Using the Process workflow

  1. The first step is to create a new perspective in OmniFocus called Process with the rules shown on the screenshot above. You’ll use this perspective to process things instead of the standard OmniFocus Inbox.
  2. It’s essential to have everything corralled into the OmniFocus Inbox, so you can stop jumping around different inboxes, but more importantly, have everything pre-organized by the project. Go through your inboxes (email, Slack, DEVONthink, etc.) and link a new action to all unprocessed items in OmniFocus. The Hook app can help a lot with this step.
  3. Open the Process perspective, where you’ll see your unorganized stuff sitting in the Inbox waiting to be pre-organized. You must quickly go through each item and assign it to an existing or new project (don’t assign tags). You don’t have to come up with the final name for a new project. Set whatever comes to your mind; the important thing is to pre-organize unprocessed items in this step. If you don’t know where to assign it, just skip it, or move it into a singular action list related to an area.
  4. When you have pre-organized everything, you can click the clean-up button (or press Command-K) to see all of your unprocessed items grouped by project. Now you can go through each item and deal with them in the context of its project instead of having them all over the place.

Why having a pre-organized inbox is better than a flat list of unknown stuff

I always get annoyed when I deal with something related to a big project in my inbox, and then 5 minutes later, another thing pops into my view about the same subject. I have to open the project and its support material again, get into the same mindset, and maybe even reconsider everything I figured out 5 minutes ago. It is a dumb way to plan things.

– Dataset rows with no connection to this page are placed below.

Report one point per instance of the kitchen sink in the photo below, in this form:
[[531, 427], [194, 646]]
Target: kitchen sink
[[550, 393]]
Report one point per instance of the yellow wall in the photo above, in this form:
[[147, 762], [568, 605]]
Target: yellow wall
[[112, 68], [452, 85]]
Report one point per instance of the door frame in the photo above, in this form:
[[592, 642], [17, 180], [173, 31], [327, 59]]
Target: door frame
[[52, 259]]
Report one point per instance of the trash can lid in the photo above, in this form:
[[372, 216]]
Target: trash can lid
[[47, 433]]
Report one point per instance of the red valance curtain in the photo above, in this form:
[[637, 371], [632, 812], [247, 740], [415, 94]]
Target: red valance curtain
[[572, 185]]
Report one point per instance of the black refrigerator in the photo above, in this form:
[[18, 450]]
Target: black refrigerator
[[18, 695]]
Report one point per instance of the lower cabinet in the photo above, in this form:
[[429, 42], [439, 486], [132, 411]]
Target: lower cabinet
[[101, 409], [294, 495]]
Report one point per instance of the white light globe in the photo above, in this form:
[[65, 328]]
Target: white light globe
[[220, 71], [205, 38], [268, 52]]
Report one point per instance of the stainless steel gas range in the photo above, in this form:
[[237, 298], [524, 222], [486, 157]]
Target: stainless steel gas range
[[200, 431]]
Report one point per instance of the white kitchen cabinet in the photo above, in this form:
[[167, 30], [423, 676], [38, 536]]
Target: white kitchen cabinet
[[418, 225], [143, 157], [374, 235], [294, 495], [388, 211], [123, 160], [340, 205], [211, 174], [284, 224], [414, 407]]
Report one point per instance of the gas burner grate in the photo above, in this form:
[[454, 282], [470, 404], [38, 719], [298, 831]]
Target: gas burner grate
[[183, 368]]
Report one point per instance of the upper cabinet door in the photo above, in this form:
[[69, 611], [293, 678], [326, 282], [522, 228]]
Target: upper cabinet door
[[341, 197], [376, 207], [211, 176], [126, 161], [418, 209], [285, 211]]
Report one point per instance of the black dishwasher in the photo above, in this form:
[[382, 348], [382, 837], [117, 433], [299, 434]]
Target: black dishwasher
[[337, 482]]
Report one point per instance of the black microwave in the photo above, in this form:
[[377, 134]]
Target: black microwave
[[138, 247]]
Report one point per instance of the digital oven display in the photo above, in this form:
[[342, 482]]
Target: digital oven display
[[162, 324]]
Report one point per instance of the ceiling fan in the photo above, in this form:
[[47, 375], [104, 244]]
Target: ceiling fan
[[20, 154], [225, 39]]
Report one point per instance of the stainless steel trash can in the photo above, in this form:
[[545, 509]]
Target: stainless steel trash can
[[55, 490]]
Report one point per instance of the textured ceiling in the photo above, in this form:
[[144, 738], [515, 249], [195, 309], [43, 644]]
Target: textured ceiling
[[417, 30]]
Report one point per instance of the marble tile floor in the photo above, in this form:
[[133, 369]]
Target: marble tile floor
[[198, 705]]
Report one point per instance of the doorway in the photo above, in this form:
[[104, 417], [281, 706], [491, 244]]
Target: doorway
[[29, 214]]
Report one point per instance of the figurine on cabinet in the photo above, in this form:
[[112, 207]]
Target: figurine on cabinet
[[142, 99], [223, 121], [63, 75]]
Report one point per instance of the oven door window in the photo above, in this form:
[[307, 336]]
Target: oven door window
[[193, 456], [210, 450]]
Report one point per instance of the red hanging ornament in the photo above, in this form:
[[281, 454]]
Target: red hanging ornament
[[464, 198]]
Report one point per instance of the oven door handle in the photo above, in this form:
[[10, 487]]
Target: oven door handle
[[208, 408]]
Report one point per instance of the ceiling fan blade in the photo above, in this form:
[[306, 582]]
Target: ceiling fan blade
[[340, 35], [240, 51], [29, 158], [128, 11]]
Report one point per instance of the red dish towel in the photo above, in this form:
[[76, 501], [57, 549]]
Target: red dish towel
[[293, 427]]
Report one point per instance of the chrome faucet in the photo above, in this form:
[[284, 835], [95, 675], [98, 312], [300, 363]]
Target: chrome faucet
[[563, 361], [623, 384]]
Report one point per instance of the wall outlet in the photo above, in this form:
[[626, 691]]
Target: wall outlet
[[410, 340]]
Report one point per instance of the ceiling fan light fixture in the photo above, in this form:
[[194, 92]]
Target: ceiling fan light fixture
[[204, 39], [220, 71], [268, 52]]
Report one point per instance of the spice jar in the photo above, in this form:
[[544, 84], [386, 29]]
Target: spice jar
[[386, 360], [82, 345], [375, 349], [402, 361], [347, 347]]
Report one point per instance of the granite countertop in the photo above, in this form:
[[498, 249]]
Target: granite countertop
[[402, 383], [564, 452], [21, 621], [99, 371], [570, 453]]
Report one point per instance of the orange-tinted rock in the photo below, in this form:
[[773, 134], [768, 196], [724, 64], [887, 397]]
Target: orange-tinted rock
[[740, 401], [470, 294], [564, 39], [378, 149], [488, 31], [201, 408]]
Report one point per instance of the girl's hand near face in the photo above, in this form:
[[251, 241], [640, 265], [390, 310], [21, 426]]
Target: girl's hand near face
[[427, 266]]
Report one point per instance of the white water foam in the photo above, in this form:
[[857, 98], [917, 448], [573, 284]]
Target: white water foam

I’ve been pre-organizing inbox actions by the project for about a month now, and I can assure you that having unprocessed stuff grouped by the project can make a big difference. I can process my OmniFocus Inbox about 15-20% faster than before, but more importantly, I don’t feel tired after doing it. I stopped switching contexts for every item; instead, I’m spending more time at the project level and dealing with new things from this perspective.


I wrote a follow-up post to this one answering reader questions about this workflow.

2021.02.26.

The readability of GTD list managers

Three was a topic I saw a couple of days ago on /gtd, where redditors discussed which GTD app is the most good looking. It reminded me of a problem I wanted to write about for a while now: their list design’s readability. I know OmniFocus, Things, and Reminders well, so I concluded my experience about their typography below:

A lot of people would say it’s Things. It has a friendly UI, but from a readability point of view, it is one of the worst.

In my daily work, I have two problems with Things:

  • It only displays one line per task, which means, if you have longer task titles, you’ll end with a bunch of text clipped out, which is annoying on an iPhone. You have to open each task to see the full title, which is no fun when you quickly want to review your errands list.
  • Things displays every task list grouped by project. If you like me, you’ll usually have one next action per project, so having each project being this prominent is making your lists very noisy.

I stopped using Things because of these issues, and I switched back to OmniFocus, which displays full task titles, and has nicer list readability overall. Apple Reminder is also good at showing lists, which matters the most at the end, so I would go with OmniFocus and Reminders.

Let’s see these apps next to each other. From left to right are OmniFocus, Reminders, and Things.

As you can see, Things overflows the text and group actions by projects which makes the readability of a typical next actions list much worse. It was the main reason I left Things after using it for two years and switched back to OmniFocus.


I also made a switch from OmniFocus to Reminders in December, but that’s a topic of another post.